A rischio l’intera filiera agroalimentare italiana e pugliese. L’effetto a catena sui mercati internazionali ha alimentato una spirale molto negativa, dalla quale sembra sempre più difficile uscire fuori.
È quanto denuncia Cia-Agricoltori Italiani della Puglia. Alla base, c’è un insieme di fattori di natura congiunturale, strutturale, geopolitica e speculativa. L’aumento generalizzato dei prezzi di quasi tutte le materie prime e dei costi energetici sta progressivamente erodendo la redditività delle aziende agricole e il settore agroalimentare non riesce più a redistribuire gli aumenti lungo tutta la filiera produttiva. Ad essere penalizzati sono soprattutto gli agricoltori.
Le forti tensioni speculative, conseguenti al conflitto ma non solo, si riverberano sugli scambi commerciali, già in grande affanno. La repentina ripresa della domanda mondiale dopo la prima ondata pandemica e i problemi organizzativi che questa ha determinato nei principali scali di tutto il mondo, hanno comportato gravi rallentamenti delle catene di fornitura globali, con aumenti vertiginosi dei costi dei trasporti e dei noli dei container. A ciò, si è aggiunta la guerra in Ucraina che ha un forte impatto diretto sulle filiere ortofrutticole globali.
Cia Puglia chiede, perciò, di salvaguardare in via prioritaria tutti i prodotti ortofrutticoli, tenendo conto che è un momento storico davvero fondamentale per il futuro dell’agricoltura.

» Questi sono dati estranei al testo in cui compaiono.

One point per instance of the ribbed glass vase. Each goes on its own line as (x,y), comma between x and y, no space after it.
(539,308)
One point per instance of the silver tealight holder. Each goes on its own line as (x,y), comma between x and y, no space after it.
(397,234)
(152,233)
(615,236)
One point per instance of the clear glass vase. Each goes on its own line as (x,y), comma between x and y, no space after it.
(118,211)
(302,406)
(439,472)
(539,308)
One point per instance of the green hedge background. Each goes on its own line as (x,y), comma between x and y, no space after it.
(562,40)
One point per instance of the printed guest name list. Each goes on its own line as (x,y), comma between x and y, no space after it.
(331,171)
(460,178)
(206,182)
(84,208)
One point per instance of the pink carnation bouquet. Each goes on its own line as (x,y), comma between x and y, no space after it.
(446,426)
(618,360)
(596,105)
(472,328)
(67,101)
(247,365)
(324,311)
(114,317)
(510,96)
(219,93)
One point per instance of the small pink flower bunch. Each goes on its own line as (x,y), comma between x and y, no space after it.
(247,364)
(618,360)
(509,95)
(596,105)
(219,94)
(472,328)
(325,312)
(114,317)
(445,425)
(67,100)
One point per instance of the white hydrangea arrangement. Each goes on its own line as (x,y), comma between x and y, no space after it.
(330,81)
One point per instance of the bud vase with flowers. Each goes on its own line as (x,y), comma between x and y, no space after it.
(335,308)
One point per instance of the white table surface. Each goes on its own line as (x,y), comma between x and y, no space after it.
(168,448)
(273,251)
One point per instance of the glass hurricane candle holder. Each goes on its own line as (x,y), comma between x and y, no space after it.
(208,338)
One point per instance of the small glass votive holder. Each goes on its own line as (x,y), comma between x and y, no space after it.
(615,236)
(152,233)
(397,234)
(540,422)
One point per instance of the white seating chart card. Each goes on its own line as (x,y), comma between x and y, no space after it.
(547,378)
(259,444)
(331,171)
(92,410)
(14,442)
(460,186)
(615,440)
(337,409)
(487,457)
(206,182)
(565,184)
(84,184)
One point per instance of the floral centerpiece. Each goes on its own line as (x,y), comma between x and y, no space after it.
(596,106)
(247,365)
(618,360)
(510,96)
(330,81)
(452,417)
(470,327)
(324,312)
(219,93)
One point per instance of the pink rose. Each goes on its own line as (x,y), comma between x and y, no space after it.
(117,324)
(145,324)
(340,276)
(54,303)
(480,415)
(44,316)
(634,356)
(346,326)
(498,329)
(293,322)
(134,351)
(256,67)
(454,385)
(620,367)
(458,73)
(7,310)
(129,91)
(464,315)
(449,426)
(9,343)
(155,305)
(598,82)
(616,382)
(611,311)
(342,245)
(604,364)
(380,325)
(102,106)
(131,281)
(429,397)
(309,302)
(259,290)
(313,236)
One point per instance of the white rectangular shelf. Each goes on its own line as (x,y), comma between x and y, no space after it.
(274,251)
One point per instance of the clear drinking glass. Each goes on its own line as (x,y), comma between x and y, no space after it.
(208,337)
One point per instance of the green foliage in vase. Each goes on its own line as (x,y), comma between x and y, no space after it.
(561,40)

Si condivide la necessità, già espressa dal Copa e dalla Cogeca di fissare gli importi massimi del sostegno per i ritiri dal mercato e delle quantità massime di prodotti assegnati per Stato membro. I ritiri dovrebbero essere organizzati attraverso le organizzazioni di produttori per i loro membri e per i singoli coltivatori. I ritiri dovrebbero anche promuovere la distribuzione gratuita di frutta e verdura trasformata per aumentare l’efficacia dell’intervento, per semplificare la logistica e adottare un approccio etico basato sulla solidarietà.
Inoltre, per essere coerenti con l’aumento della spesa per i maggiori costi del programma operativo e per affrontare la difficile situazione per il settore, occorre fornire un sostegno aggiuntivo dell’1 per cento, oltre all’importo massimo dell’aiuto finanziario dell’Unione europea di 4,1 per cento del valore della produzione commercializzata. Ciò è necessario per tenere conto dei maggiori costi e spese.
La Puglia aveva archiviato un anno (il 2021) fatto di luci e ombre. L’Osservatorio Economico di CIA-Agricoltori Italiani della Puglia ha elaborato l’andamento delle esportazioni di olio, vino, pasta e frutta, negli ultimi due anni segnati dalla pandemia.
Per l’olio, si registra una leggera flessione: -1,8 per cento (da 125,6 milioni di euro a 123,3); per il vino, c’è un balzo dell’8 per cento (da 165,6 milioni a 178,9); per pasta, cuscus e altri prodotti farinacei simili, l’andamento è stato pressoché stabile: -0,6 per cento (da 175,1 milioni a 174,2), mentre si registra il tonfo per la lavorazione e conservazione di frutta e ortaggi: -37,3 per cento (da 227,6 milioni a 142,7). Inoltre, per una maggiore comprensione delle dinamiche nazionali ed internazionali, sono state redatte quattro classifiche delle regioni italiane per altrettanti prodotti, in base al valore delle esportazioni.
Riguardo alla vendita all’estero di oli e grassi, la Puglia, con i suoi 123,3 milioni di euro di fatturato, si colloca al sesto posto, preceduta da Toscana (677,8 milioni); Emilia-Romagna (315,1); Veneto (278,8); Umbria (196,8); Lombardia (164,5).
L’export di vino, la Puglia, con i suoi 178,9 milioni di euro di fatturato, si colloca all’ottavo posto, preceduta da Veneto (2.495,3 milioni); Piemonte (1.222,4); Toscana (1.130,2); Trentino-Alto Adige (614,3); Emilia Romagna (409,4); Lombardia (285,7) e Abruzzo (203,7).
L’export di pasta, cuscus e prodotti farinacei simili, la Puglia, con i suoi 174,2 milioni di euro di fatturato, si colloca al quinto posto, preceduta da Emilia Romagna (515 milioni); Campania (511); Veneto (350,4) e Lombardia (186,8).
L’export di frutta e ortaggi, la Puglia, con i suoi 142,7 milioni di euro di fatturato, si colloca al sesto posto, preceduta da Campania (1.566,7 milioni); Emilia Romagna (719,5); Lombardia (215,7); Trentino-Alto Adige (183,6) e Veneto (172,9). Il principale mercato di destinazione rimane la Unione europea.